明明是沈之菡说让自己放心去追,她只当夜怀是哥哥。
为什么会变成今天这个模样?
夏槐想不通。
“夜怀,你放开我!”
既然不爱,为什么要碰她。
夜怀不满意夏槐的抗拒,嘴不对心道,“不要告诉我,你见到了沈成舟,又把注意打在他身上了。想做个插足别人婚姻的第三者,夏槐,你就这么贱!”
话出口了,夜怀对上夏槐有些不可思议的眼神,有点懊恼,但是他不会承认自己说错话了。
这种莫名的情感还没压下去,他就听到夏槐带着嘲讽的话,“我是第三者的话,那沈之菡是什么?”
夏槐问出这句话的时候,就觉得自己很蠢。

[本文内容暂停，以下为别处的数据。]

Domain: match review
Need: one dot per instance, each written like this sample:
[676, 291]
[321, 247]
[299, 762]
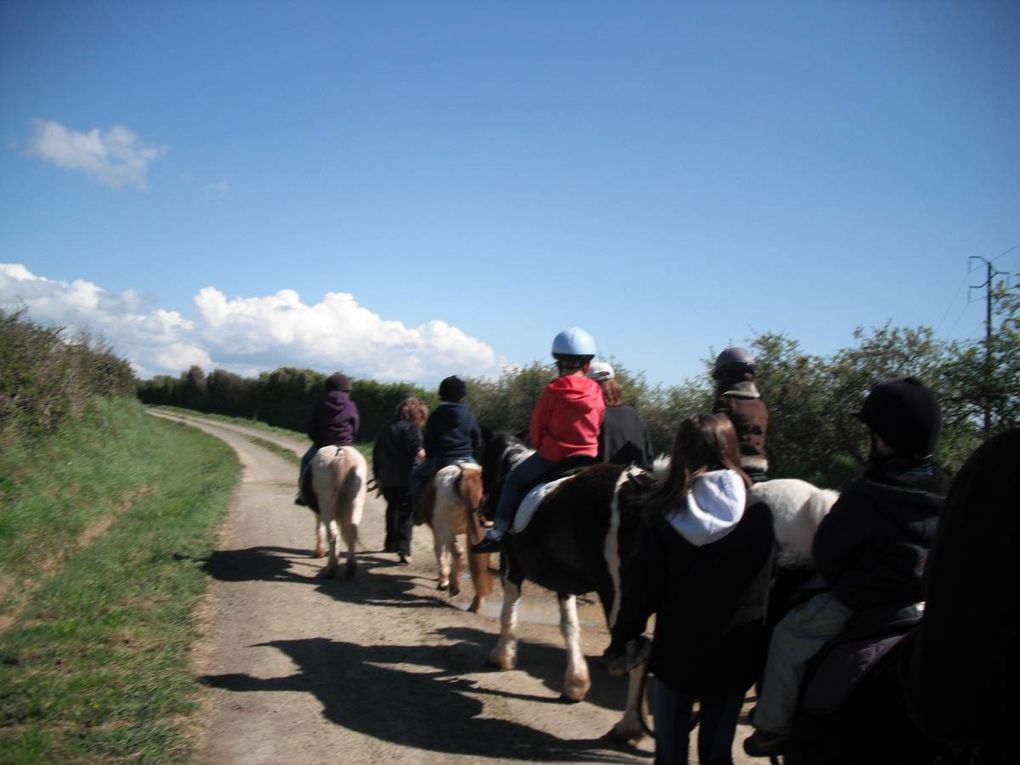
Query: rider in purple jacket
[334, 421]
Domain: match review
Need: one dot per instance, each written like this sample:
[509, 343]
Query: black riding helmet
[731, 361]
[906, 414]
[338, 381]
[453, 390]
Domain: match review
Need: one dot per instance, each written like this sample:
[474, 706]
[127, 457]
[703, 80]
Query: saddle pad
[839, 671]
[530, 503]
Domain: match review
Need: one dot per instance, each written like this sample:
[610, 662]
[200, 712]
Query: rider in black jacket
[870, 549]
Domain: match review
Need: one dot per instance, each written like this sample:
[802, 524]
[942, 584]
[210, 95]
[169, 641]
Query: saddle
[847, 659]
[561, 471]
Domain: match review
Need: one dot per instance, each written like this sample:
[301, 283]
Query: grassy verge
[102, 540]
[364, 447]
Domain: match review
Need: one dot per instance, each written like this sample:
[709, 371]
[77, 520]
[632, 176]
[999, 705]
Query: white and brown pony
[450, 505]
[339, 478]
[798, 508]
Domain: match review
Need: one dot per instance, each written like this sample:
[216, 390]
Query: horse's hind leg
[457, 565]
[629, 727]
[504, 655]
[320, 538]
[350, 533]
[576, 681]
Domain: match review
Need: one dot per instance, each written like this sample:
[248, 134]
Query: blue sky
[406, 190]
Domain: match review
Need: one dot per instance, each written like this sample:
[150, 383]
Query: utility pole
[990, 273]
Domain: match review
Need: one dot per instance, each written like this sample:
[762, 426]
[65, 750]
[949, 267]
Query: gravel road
[385, 668]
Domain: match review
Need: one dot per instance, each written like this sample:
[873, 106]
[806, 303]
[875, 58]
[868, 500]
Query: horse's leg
[350, 533]
[319, 537]
[504, 655]
[480, 577]
[629, 727]
[576, 681]
[457, 551]
[333, 547]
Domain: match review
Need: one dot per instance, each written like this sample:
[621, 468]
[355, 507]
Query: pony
[449, 505]
[339, 476]
[572, 546]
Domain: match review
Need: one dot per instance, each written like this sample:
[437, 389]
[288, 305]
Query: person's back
[565, 422]
[452, 432]
[737, 397]
[703, 567]
[452, 435]
[334, 421]
[960, 669]
[623, 439]
[870, 549]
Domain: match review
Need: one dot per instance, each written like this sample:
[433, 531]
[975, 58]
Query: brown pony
[449, 505]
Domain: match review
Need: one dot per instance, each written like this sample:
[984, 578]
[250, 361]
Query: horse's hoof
[625, 732]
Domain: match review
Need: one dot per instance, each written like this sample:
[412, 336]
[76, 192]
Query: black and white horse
[571, 546]
[581, 533]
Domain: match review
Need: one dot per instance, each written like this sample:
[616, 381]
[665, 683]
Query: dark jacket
[744, 405]
[452, 432]
[872, 546]
[961, 668]
[710, 603]
[334, 420]
[623, 439]
[394, 452]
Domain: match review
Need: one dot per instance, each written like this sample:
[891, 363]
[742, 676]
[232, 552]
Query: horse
[449, 505]
[798, 508]
[572, 546]
[339, 476]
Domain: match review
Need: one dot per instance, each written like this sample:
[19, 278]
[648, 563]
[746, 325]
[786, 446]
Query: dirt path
[379, 669]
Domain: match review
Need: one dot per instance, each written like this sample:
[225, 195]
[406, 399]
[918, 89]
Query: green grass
[102, 539]
[364, 447]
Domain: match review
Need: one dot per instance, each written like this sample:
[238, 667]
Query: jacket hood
[712, 509]
[578, 390]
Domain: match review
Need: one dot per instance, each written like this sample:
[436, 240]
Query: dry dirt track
[301, 669]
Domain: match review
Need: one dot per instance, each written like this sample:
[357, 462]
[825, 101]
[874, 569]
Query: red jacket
[567, 418]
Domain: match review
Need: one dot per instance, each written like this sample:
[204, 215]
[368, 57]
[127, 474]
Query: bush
[46, 380]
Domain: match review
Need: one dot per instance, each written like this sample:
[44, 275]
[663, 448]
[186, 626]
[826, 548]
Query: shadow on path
[430, 707]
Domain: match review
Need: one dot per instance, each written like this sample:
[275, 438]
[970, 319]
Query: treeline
[47, 379]
[283, 398]
[812, 435]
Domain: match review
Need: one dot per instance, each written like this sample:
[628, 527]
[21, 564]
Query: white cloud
[251, 335]
[114, 156]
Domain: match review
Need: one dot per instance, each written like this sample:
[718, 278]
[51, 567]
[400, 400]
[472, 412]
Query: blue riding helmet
[573, 342]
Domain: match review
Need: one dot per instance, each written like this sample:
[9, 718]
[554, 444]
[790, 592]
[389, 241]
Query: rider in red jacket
[565, 422]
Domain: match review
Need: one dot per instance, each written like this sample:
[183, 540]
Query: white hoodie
[712, 509]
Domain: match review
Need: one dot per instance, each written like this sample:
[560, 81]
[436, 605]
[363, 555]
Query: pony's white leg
[457, 553]
[629, 728]
[333, 547]
[504, 655]
[350, 533]
[442, 555]
[576, 681]
[319, 537]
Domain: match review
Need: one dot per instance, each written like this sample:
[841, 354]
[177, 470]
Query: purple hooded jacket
[335, 420]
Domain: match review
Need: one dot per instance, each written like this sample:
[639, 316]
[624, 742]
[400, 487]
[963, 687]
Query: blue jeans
[515, 486]
[671, 710]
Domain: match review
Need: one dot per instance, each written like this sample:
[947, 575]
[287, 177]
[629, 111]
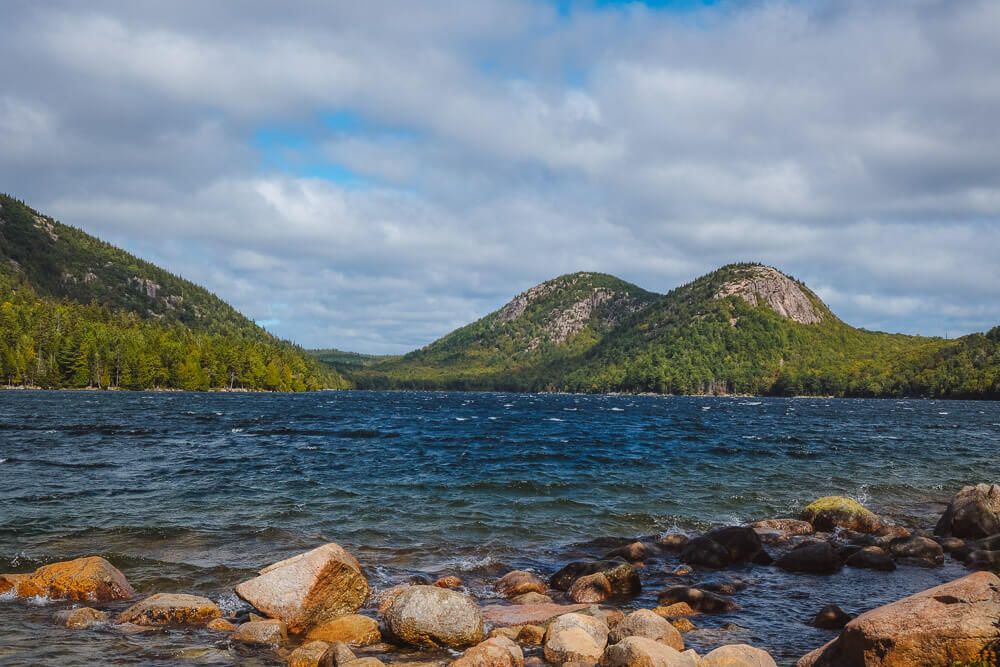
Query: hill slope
[745, 328]
[78, 312]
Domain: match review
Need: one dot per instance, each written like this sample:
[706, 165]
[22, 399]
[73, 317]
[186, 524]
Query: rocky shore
[317, 608]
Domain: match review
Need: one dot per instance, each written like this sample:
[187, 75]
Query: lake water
[192, 492]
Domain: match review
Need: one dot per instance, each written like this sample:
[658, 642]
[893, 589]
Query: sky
[371, 175]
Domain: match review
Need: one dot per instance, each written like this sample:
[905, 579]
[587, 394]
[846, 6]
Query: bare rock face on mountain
[763, 285]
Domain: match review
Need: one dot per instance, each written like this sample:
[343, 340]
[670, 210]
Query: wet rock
[737, 655]
[743, 543]
[917, 550]
[520, 582]
[433, 617]
[815, 558]
[575, 638]
[83, 579]
[495, 652]
[697, 599]
[636, 552]
[81, 618]
[270, 632]
[312, 654]
[673, 541]
[831, 617]
[171, 609]
[220, 625]
[643, 652]
[310, 588]
[646, 623]
[706, 552]
[623, 577]
[951, 624]
[353, 629]
[833, 512]
[450, 581]
[537, 614]
[871, 558]
[973, 513]
[591, 588]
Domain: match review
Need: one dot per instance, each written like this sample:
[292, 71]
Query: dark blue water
[191, 492]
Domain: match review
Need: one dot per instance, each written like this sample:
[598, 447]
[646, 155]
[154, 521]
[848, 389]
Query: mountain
[744, 329]
[78, 312]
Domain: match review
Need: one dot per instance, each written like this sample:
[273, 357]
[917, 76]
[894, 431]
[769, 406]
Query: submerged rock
[83, 579]
[310, 588]
[433, 617]
[353, 629]
[815, 558]
[951, 624]
[973, 513]
[519, 582]
[833, 512]
[171, 609]
[646, 623]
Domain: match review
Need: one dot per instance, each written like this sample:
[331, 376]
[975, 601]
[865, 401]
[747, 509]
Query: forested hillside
[76, 312]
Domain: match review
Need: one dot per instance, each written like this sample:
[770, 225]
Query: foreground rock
[494, 652]
[270, 632]
[973, 513]
[575, 638]
[171, 609]
[520, 582]
[737, 655]
[353, 629]
[310, 588]
[528, 614]
[831, 512]
[647, 623]
[643, 652]
[83, 579]
[951, 624]
[432, 617]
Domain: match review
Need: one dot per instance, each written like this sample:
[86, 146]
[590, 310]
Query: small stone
[271, 632]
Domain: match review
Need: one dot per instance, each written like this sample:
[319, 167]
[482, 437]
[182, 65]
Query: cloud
[369, 176]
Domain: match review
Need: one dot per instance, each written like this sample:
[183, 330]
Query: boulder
[353, 629]
[538, 614]
[575, 638]
[623, 577]
[951, 624]
[705, 552]
[310, 588]
[268, 632]
[832, 512]
[531, 598]
[743, 543]
[312, 654]
[917, 550]
[831, 617]
[81, 618]
[871, 558]
[83, 579]
[495, 652]
[737, 655]
[432, 617]
[973, 513]
[646, 623]
[644, 652]
[591, 588]
[697, 599]
[636, 552]
[171, 609]
[519, 582]
[814, 558]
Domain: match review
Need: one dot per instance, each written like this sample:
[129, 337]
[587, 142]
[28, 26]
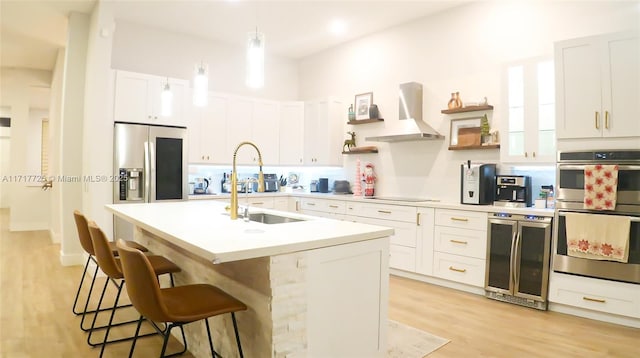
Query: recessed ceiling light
[338, 27]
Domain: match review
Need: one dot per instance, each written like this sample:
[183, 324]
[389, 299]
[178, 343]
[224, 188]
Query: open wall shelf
[486, 107]
[365, 121]
[361, 150]
[468, 147]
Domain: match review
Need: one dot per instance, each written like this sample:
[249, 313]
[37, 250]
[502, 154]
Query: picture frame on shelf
[465, 132]
[362, 103]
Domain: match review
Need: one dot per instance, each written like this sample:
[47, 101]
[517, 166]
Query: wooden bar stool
[175, 305]
[82, 227]
[111, 266]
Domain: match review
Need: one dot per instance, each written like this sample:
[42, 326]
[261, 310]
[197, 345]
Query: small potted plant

夜怀怎么会让自己羞辱沈之菡呢!
果然!
夜怀手捏紧夏槐的手腕,细细的一点,彷佛一用力就会断掉。他眉眼促狭着,嘴唇凑到夏槐的耳边,温热的气体吐出,“夏槐,你是不是对自己没定位清楚,你在我身边可没名没份,而我答应了,要和之菡领证。”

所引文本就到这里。